En d’autres termes, les IRM ont identifié des écarts entre des moyennes de groupes. Mais si, par exemple, une certaine partie du cerveau est plus petite de 0,2 cm en moyenne chez les patients atteints, par exemple, du trouble de la personnalité limite, mais que ladite partie du cerveau a une taille qui varie naturellement entre 3 et 5 cm, alors la différence entre les moyennes est clairement trop faible pour aider au diagnostic.
Il y a aussi le fait que les résultats obtenus ne sont pas toujours entièrement cohérents ou comparables entre eux, ajoute Dr Roy : «C’est vrai qu’il y a pas mal de résultats qui sortent, mais un problème, c’est toujours la reproduction indépendante. Quelqu’un peut conclure quelque chose, mais il y a plein d’aspects techniques dont il faut tenir compte, comme le fait que les images ne sont pas toujours acquises sur les mêmes machines, ni avec les mêmes séquences de programmation. Il y a beaucoup de paramètres en IRM, ça peut rendre [l’interprétation des études] assez compliquée.»
En outre, ce n’est pas parce qu’un IRM détecte une anomalie associée à un trouble que la maladie va forcément se développer — cela peut indiquer une simple vulnérabilité qui ne mènera à la maladie mentale que si l’individu se trouve dans un environnement qui l’y pousse.
Le cas célèbre du neurochercheur américain Jim Fallon l’illustre d’ailleurs très bien. Lui-même spécialiste des psychopathes, il apprit un jour qu’il y avait plusieurs meurtriers dans une branche de son arbre généalogique. Un peu à la blague, il a fini par faire passer des IRM et des tests génétiques à des membres de sa famille, et il a effectivement trouvé quelqu’un qui avait le cerveau et les gènes typiques d’un psychopathe : lui-même. Mais contrairement à beaucoup de meurtriers, qui ont subi toutes sortes de violence tôt dans leur vie, M. Fallon avait eu une enfance heureuse, dans une famille aimante et structurée, si bien que sa propension pour la psychopathie n’est restée que ça : une propension.
Tout cela montre aussi à quel point les troubles de santé mentale peuvent être extraordinairement complexe, ce qui complique pas mal l’identification de biomarqueurs.
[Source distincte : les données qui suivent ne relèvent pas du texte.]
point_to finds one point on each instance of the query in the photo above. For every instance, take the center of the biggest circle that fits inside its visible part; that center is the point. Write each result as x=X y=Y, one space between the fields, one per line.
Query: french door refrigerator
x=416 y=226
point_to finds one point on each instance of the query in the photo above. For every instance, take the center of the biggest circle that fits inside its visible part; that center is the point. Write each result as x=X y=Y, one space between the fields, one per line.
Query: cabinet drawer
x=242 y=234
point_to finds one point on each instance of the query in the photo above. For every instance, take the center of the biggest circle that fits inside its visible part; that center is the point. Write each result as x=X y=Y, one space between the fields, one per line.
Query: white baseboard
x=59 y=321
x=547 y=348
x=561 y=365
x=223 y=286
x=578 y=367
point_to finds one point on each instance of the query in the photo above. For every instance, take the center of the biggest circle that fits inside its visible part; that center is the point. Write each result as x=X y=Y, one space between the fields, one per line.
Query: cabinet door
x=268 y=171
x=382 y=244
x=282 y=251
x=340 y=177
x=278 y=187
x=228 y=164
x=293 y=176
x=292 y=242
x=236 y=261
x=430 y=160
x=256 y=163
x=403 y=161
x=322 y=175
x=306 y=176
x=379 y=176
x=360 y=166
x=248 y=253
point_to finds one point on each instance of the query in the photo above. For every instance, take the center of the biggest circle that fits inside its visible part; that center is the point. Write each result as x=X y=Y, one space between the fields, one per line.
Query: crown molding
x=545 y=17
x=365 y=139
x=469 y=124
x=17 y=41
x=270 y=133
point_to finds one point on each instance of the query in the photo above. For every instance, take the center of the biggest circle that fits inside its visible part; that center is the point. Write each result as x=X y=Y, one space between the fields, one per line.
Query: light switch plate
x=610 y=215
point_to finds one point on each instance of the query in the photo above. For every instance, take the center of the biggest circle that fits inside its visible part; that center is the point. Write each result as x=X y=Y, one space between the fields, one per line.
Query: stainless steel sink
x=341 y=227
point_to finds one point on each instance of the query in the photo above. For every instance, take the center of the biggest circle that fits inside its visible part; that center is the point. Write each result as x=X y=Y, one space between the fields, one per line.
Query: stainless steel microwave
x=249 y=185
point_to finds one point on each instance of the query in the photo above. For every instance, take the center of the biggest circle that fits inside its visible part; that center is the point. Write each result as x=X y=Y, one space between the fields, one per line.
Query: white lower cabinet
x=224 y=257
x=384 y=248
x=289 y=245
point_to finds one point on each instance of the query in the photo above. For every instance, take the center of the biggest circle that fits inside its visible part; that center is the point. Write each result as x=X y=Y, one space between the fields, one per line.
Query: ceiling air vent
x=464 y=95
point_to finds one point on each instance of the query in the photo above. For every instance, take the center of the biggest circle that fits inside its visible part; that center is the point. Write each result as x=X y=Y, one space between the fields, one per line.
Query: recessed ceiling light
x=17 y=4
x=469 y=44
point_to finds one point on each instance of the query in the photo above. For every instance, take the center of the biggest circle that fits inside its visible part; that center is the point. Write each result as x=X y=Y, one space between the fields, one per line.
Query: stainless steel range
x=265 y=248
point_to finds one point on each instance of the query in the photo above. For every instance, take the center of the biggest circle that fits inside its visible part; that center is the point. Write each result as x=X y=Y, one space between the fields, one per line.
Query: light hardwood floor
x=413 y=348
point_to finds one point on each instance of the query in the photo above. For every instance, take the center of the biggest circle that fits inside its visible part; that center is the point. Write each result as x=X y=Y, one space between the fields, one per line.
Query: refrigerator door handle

«Moi-même, je croyais qu’en étudiant les gènes, on allait comprendre la physiopathologie [ndlr : les base biologiques] des troubles mentaux, se remémore Dr Roy. À l’époque, on pensait que la plupart des maladies mentales tenaient à seulement un ou quelques gènes, mais on s’est rendu compte qu’en fait, il y a presque toujours des multitudes de gènes impliqués. (…) Ça ne veut pas dire qu’on n’arrivera jamais à trouver des biomarqueurs objectifs pour diagnostiquer les problèmes psychiatriques, je crois que c’est possible, mais c’est juste normal que ça prenne du temps.»